The Kremlin-backed mayor of Moscow Sergei Sobyanin Wednesday put his job on the line by calling snap elections two years before his mandate expires, in an apparent bid to outmanoeuvre the opposition after protests rocked the Russian capital. Sobyanin told President Vladimir Putin he was resigning but would himself stand in the elections which would be expected to take place on September 8 when other local polls are held nationwide.
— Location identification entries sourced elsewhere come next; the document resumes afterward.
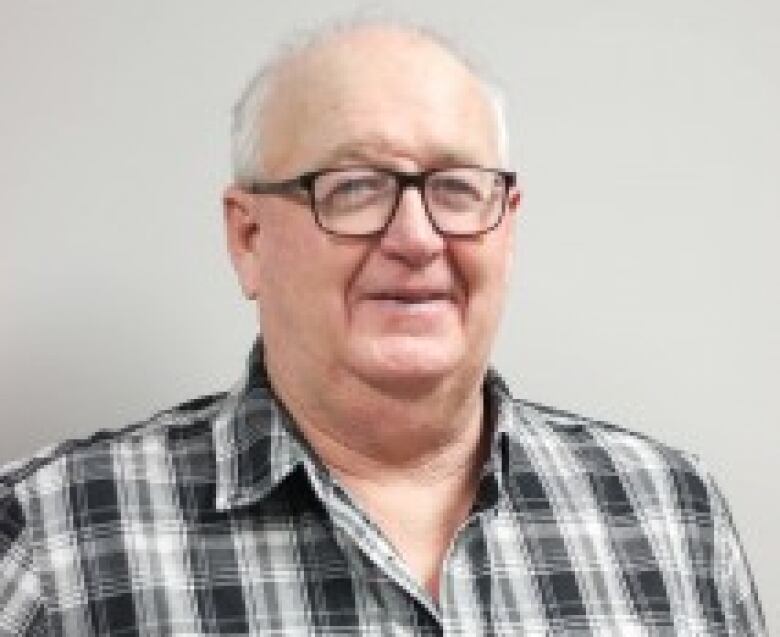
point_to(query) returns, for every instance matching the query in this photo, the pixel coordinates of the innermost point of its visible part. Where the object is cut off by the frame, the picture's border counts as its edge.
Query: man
(369, 475)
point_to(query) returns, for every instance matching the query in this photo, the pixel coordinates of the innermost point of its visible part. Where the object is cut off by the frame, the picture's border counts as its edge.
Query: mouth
(411, 297)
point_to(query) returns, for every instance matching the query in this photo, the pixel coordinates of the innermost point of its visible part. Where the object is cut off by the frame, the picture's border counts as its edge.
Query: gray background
(646, 283)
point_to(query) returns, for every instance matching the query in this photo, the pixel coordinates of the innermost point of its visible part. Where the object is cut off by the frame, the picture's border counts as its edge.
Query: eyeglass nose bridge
(416, 181)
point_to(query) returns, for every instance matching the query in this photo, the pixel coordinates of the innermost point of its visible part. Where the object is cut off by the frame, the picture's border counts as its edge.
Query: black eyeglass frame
(305, 181)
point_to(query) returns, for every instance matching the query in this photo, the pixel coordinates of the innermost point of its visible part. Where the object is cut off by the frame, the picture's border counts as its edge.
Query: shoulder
(614, 463)
(185, 428)
(577, 430)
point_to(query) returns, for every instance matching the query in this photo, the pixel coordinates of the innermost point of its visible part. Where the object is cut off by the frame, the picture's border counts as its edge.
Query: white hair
(248, 112)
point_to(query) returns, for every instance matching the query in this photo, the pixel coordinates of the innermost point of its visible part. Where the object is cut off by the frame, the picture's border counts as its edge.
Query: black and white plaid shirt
(215, 518)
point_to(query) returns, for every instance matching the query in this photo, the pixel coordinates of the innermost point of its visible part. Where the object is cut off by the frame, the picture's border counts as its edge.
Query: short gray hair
(248, 111)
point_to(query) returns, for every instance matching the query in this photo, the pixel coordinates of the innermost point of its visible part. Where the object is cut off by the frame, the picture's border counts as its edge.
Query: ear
(514, 198)
(240, 231)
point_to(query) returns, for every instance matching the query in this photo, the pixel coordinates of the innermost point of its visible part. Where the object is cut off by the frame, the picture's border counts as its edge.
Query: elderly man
(369, 474)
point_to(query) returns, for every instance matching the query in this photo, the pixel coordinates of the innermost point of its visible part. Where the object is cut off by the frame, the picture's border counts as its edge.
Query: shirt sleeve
(21, 608)
(734, 581)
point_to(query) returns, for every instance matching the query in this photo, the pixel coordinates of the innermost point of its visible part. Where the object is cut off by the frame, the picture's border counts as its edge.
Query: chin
(404, 363)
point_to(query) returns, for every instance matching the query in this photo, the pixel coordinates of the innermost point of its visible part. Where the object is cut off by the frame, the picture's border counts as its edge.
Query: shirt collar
(257, 444)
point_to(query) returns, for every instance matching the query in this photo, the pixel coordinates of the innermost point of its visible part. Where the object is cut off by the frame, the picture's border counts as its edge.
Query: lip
(410, 296)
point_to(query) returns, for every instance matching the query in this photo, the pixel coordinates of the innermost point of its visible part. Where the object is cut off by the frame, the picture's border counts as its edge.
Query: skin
(388, 393)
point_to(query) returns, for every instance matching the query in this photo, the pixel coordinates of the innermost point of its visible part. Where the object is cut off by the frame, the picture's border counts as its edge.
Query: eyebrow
(377, 149)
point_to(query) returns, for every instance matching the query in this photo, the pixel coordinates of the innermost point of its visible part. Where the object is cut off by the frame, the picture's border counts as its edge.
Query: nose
(411, 237)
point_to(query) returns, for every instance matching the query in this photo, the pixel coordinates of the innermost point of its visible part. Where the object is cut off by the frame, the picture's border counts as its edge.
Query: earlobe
(240, 233)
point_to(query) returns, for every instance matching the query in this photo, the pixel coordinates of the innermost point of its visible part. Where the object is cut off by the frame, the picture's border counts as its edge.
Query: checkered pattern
(215, 518)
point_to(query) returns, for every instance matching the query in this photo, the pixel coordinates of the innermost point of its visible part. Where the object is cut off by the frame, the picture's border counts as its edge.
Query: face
(397, 311)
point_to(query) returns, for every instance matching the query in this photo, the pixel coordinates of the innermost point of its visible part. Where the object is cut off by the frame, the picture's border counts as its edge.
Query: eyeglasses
(465, 201)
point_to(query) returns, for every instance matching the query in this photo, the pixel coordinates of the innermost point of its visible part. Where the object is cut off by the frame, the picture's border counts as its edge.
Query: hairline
(249, 110)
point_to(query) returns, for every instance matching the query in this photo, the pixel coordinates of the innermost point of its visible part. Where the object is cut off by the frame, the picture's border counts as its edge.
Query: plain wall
(647, 268)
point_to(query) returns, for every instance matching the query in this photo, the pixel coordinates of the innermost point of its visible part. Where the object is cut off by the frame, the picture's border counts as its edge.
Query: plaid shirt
(215, 518)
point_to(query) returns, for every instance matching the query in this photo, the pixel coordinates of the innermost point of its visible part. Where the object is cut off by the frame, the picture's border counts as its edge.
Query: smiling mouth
(405, 298)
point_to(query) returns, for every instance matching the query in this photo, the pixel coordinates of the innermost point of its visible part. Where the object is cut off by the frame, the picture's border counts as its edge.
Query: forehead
(379, 96)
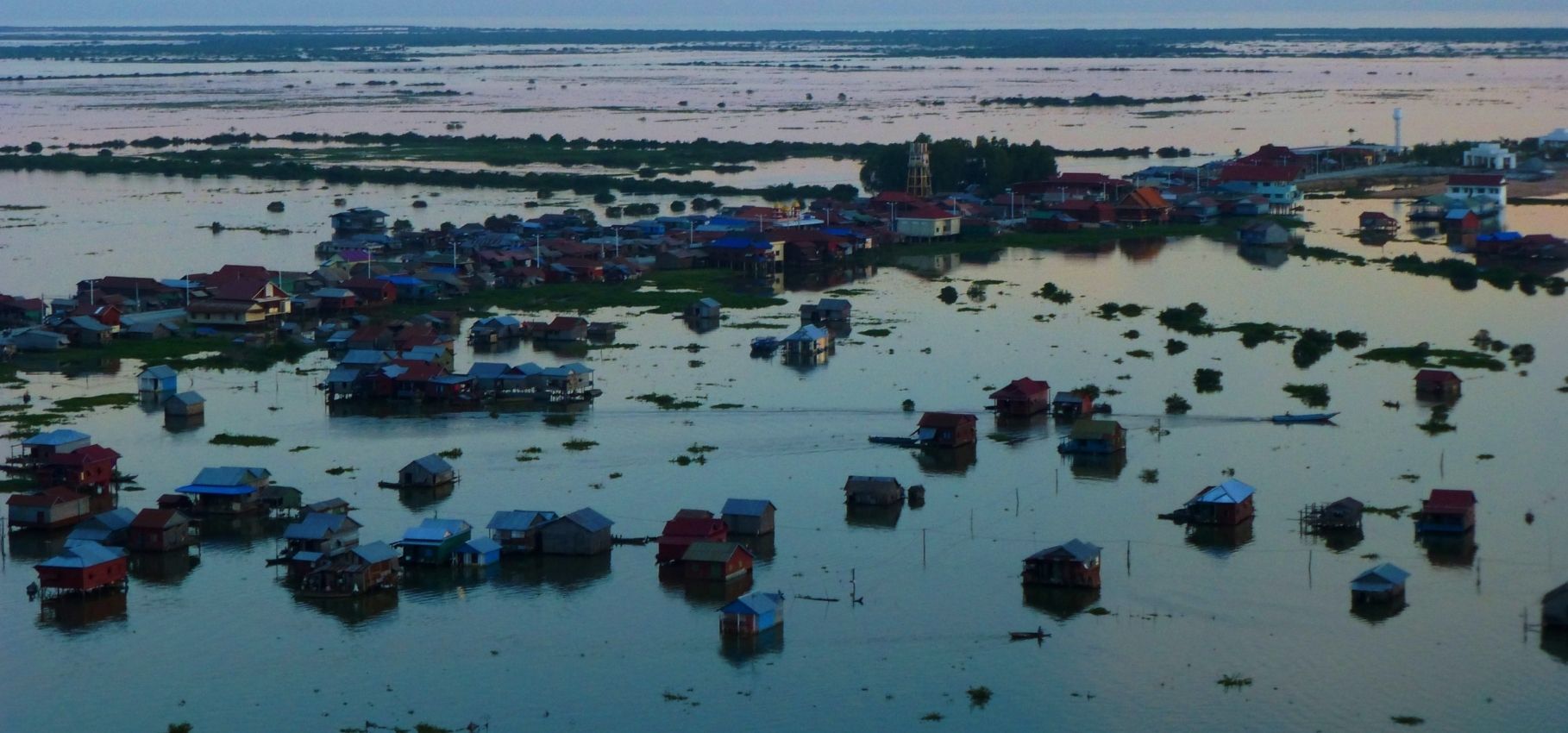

The election could set up an intriguing clash between Sobyanin, a technocratic stalwart of the ruling United Russia party, and virulently anti-Kremlin figures like the protest leader and anti-corruption crusader Alexei Navalny.
Putin accepted his resignation but said that Sobyanin, who took over from former long-serving Moscow strongman Yuri Luzhkov in 2010, should serve as acting mayor until the elections take place. “We have been working together for a long time and I know your capacities,” Putin told Sobyanin, Russian news agencies reported. “I wish you success.”
Sobyanin’s move appears to be a bid to prove he and the authorities enjoy popular support in the Russian capital even after the city was the focal point of the unprecedented anti-Putin protests in the winter of 2011-2012. The mayor has sought to build up his support base with projects to make life in the overpopulated capital more palatable by improving sidewalks, sprucing up city parks and introducing innovative cultural projects.